Desde la terapia feminista situada, acompañamos a las mujeres a reflexionar sobre el sentido que tiene para ellas ese diagnóstico: ¿para qué lo buscan?, ¿qué les ofrece?, ¿qué consecuencias trae en su vida?, ¿qué implicancias tiene identificarse con esa categoría?, ¿cómo podemos reinterpretarlo o integrarlo desde una mirada más amable, más situada, más comprensiva? Esto implica también educar sobre el origen de los sistemas diagnósticos como el DSM o el CIE, su carácter consensuado y muchas veces arbitrario, y ofrecer otras formas de entender el malestar de las mujeres.

No se trata de negar el diagnóstico, sino de complejizarlo. De mirar también su genealogía, su historia, sus efectos, sus límites. Porque muchas veces, detrás de un diagnóstico como TDA, autismo, bipolaridad o trastorno límite de la personalidad, lo que encontramos son historias de trauma complejo, violencia estructural, silenciamientos, abusos, racismo, pobreza, misoginia. Vemos que muchas mujeres diagnosticadas, al recorrer su memoria, se descubren sobrevivientes. Y es ahí donde emerge un potencial profundamente político y sanador: cuando pueden nombrar y resignificar su historia más allá del diagnóstico, saliendo del lugar de víctima o padeciente, y recuperando el poder y la autonomía sobre la propia vida.

Por eso, como terapeutas feministas, nos posicionamos en una práctica que no gira en torno al diagnóstico, sino en torno al acompañamiento consciente, crítico, corporal y afectivo de los procesos de quienes nos consultan. Proponemos miradas que integren la historia vital, el cuerpo, el contexto sociopolítico, la espiritualidad, la creatividad, el juego, la naturaleza, las plantas, el arte, el deseo, la comunidad. Porque creemos en una comprensión del malestar que no solo venga de la psiquiatría o la neurociencia, sino también de los saberes feministas, ancestrales y populares.
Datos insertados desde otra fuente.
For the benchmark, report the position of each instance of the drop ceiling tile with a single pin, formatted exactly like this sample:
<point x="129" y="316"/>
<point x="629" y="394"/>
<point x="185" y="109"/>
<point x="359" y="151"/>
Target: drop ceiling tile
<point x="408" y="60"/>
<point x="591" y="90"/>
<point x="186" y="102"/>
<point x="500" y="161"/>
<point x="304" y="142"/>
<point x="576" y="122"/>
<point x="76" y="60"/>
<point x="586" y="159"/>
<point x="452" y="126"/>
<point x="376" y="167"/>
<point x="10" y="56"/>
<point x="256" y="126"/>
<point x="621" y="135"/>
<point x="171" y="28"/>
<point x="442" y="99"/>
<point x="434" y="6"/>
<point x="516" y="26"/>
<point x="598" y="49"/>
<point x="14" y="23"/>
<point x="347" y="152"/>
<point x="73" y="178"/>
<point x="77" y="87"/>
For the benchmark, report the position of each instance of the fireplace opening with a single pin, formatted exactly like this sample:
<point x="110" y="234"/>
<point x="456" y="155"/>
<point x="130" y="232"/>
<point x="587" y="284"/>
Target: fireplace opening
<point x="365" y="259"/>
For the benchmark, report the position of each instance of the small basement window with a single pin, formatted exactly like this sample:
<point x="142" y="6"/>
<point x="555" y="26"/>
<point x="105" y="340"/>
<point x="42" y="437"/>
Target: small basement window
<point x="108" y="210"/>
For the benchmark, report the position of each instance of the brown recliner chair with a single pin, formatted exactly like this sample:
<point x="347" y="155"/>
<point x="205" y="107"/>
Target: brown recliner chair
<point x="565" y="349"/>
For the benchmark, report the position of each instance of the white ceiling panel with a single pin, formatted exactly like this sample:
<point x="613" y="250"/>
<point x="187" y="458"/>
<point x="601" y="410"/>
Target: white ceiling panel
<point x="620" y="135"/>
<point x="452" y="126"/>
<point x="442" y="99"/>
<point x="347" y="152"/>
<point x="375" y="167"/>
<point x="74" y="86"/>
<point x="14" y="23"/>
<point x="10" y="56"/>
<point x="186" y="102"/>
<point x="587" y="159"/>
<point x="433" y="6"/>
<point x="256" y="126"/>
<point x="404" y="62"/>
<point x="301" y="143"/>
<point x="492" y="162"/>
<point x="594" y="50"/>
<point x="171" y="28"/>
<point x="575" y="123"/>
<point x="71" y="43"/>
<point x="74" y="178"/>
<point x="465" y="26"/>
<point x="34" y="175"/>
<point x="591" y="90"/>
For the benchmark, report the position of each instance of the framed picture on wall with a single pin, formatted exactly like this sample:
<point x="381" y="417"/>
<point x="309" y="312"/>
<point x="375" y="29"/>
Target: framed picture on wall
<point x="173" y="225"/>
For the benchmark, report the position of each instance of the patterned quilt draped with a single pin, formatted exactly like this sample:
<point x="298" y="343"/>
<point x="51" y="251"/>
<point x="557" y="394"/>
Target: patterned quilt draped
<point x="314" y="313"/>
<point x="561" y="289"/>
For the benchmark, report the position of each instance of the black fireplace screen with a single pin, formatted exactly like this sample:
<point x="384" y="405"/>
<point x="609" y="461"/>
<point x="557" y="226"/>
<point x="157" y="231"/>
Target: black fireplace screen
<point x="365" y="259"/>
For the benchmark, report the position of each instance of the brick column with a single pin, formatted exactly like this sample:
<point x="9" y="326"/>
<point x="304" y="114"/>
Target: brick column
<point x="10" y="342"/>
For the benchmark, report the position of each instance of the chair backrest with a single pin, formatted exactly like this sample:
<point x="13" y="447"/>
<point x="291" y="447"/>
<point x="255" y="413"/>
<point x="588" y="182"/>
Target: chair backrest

Nos preguntamos, entonces, ¿qué otras lecturas podemos ofrecer del diagnóstico cuando nos situamos desde una ética feminista y crítica de las hegemonías patriarcales? ¿Qué significa para una mujer diagnosticarse, por ejemplo, como «neurodivergente», cuando ese término muchas veces aparece como un sucedáneo de comunidad, de pertenencia, de sentido? ¿Estamos frente a un riesgo de mercantilización de las etiquetas que debería alertarnos? ¿Dónde queda la experiencia subjetiva, el trabajo profundo, la autoconciencia, cuando el diagnóstico se convierte en una identidad fija?
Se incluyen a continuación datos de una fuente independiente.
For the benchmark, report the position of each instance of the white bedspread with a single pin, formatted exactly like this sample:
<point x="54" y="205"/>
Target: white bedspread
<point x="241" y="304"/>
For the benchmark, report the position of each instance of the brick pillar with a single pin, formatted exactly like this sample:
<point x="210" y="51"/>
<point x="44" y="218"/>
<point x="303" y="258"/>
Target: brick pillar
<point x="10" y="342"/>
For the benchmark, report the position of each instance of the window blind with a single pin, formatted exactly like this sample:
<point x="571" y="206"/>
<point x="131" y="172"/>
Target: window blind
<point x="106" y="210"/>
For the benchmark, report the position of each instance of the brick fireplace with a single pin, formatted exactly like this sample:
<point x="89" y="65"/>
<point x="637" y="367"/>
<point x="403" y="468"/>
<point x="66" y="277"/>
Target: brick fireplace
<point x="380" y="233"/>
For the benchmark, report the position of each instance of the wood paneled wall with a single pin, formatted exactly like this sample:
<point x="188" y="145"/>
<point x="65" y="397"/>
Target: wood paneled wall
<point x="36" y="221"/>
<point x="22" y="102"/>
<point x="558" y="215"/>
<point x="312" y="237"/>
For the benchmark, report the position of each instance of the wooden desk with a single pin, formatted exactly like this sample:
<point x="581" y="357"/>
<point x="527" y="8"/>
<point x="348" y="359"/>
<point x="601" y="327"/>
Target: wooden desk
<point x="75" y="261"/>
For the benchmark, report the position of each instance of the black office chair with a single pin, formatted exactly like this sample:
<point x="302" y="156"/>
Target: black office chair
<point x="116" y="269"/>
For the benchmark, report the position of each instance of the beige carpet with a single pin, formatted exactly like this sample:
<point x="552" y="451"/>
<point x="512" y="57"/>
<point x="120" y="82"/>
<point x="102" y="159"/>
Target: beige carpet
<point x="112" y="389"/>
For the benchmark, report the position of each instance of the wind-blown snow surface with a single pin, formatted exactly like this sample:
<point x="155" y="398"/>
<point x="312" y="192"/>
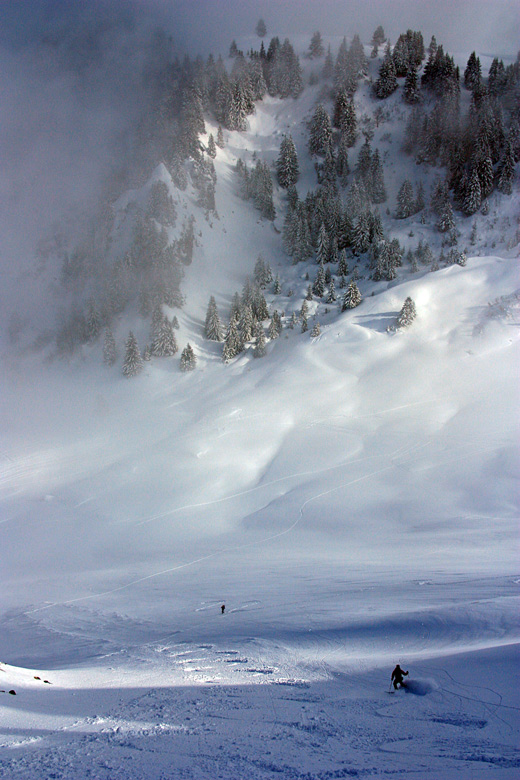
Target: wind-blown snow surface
<point x="352" y="499"/>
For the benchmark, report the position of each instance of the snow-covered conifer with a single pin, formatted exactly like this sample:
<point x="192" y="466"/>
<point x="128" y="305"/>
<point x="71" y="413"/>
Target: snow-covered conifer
<point x="342" y="164"/>
<point x="275" y="326"/>
<point x="213" y="327"/>
<point x="377" y="179"/>
<point x="231" y="343"/>
<point x="287" y="167"/>
<point x="109" y="348"/>
<point x="316" y="48"/>
<point x="164" y="343"/>
<point x="188" y="359"/>
<point x="411" y="88"/>
<point x="352" y="297"/>
<point x="246" y="323"/>
<point x="446" y="221"/>
<point x="320" y="134"/>
<point x="331" y="297"/>
<point x="407" y="314"/>
<point x="405" y="201"/>
<point x="507" y="170"/>
<point x="318" y="287"/>
<point x="133" y="362"/>
<point x="212" y="149"/>
<point x="387" y="80"/>
<point x="473" y="194"/>
<point x="322" y="250"/>
<point x="342" y="264"/>
<point x="260" y="342"/>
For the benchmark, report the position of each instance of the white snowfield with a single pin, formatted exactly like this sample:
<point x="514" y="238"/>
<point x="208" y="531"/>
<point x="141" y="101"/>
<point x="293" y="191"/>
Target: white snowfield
<point x="352" y="499"/>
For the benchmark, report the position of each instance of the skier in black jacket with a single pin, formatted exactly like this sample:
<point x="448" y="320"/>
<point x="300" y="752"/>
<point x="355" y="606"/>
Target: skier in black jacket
<point x="397" y="676"/>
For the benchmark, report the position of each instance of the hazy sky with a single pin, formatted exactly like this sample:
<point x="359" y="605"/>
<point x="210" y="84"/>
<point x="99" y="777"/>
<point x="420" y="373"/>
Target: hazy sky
<point x="488" y="25"/>
<point x="69" y="80"/>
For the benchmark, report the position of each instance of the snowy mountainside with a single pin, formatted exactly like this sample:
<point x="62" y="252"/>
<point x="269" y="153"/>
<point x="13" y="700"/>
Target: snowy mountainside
<point x="352" y="498"/>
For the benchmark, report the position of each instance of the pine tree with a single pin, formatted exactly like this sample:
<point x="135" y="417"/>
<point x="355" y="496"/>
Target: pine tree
<point x="320" y="137"/>
<point x="377" y="179"/>
<point x="212" y="149"/>
<point x="342" y="166"/>
<point x="407" y="314"/>
<point x="405" y="201"/>
<point x="439" y="198"/>
<point x="378" y="37"/>
<point x="342" y="264"/>
<point x="318" y="287"/>
<point x="303" y="316"/>
<point x="287" y="167"/>
<point x="322" y="250"/>
<point x="473" y="194"/>
<point x="352" y="297"/>
<point x="387" y="81"/>
<point x="164" y="343"/>
<point x="361" y="234"/>
<point x="446" y="221"/>
<point x="332" y="297"/>
<point x="246" y="324"/>
<point x="328" y="66"/>
<point x="260" y="344"/>
<point x="411" y="87"/>
<point x="188" y="359"/>
<point x="262" y="273"/>
<point x="472" y="74"/>
<point x="133" y="362"/>
<point x="316" y="48"/>
<point x="507" y="170"/>
<point x="109" y="348"/>
<point x="213" y="326"/>
<point x="231" y="343"/>
<point x="275" y="326"/>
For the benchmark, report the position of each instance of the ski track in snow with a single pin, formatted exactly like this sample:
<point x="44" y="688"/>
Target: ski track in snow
<point x="302" y="694"/>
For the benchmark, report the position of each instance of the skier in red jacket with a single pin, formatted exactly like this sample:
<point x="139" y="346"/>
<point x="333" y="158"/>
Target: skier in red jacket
<point x="397" y="677"/>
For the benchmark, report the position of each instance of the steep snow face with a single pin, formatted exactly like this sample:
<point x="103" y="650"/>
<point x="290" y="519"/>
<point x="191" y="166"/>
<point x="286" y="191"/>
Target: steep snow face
<point x="351" y="498"/>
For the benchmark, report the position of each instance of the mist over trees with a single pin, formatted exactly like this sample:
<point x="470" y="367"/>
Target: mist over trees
<point x="131" y="260"/>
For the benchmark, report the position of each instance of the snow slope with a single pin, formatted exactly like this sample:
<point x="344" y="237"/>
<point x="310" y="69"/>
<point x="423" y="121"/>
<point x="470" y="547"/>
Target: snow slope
<point x="352" y="499"/>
No negamos que, ante sufrimientos profundos o situaciones de crisis, los diagnósticos y la medicación puedan ser necesarios, tanto para regular un desorden neuroquímico, como para lograr, en contextos institucionales, las pausas necesarias en la vida laboral (licencias médicas) o las adecuaciones en los contextos educativos. Pero nos preocupa el uso banalizado y acrítico del diagnóstico como una suerte de atajo frente al dolor psíquico, un modo de anestesia subjetiva o de control social. Nos preocupa también cómo ciertos diagnósticos se distribuyen masivamente entre las mujeres, como si fueran nuevas cárceles simbólicas, como lo fue la histeria en el siglo pasado y lo es hoy, quizás, la depresión o el trastorno límite de la personalidad.

Por eso insistimos en recuperar una práctica clínica que escuche el cuerpo, la historia, las violencias, las resistencias. Que recupere genealogías de mujeres que han hablado desde sus experiencias, sus saberes y su memoria encarnada. Que apueste a procesos terapéuticos transformadores donde el diagnóstico, si está presente, no clausure ni defina, sino que se integre críticamente en el camino de la autoconciencia y de la libertad de las mujeres.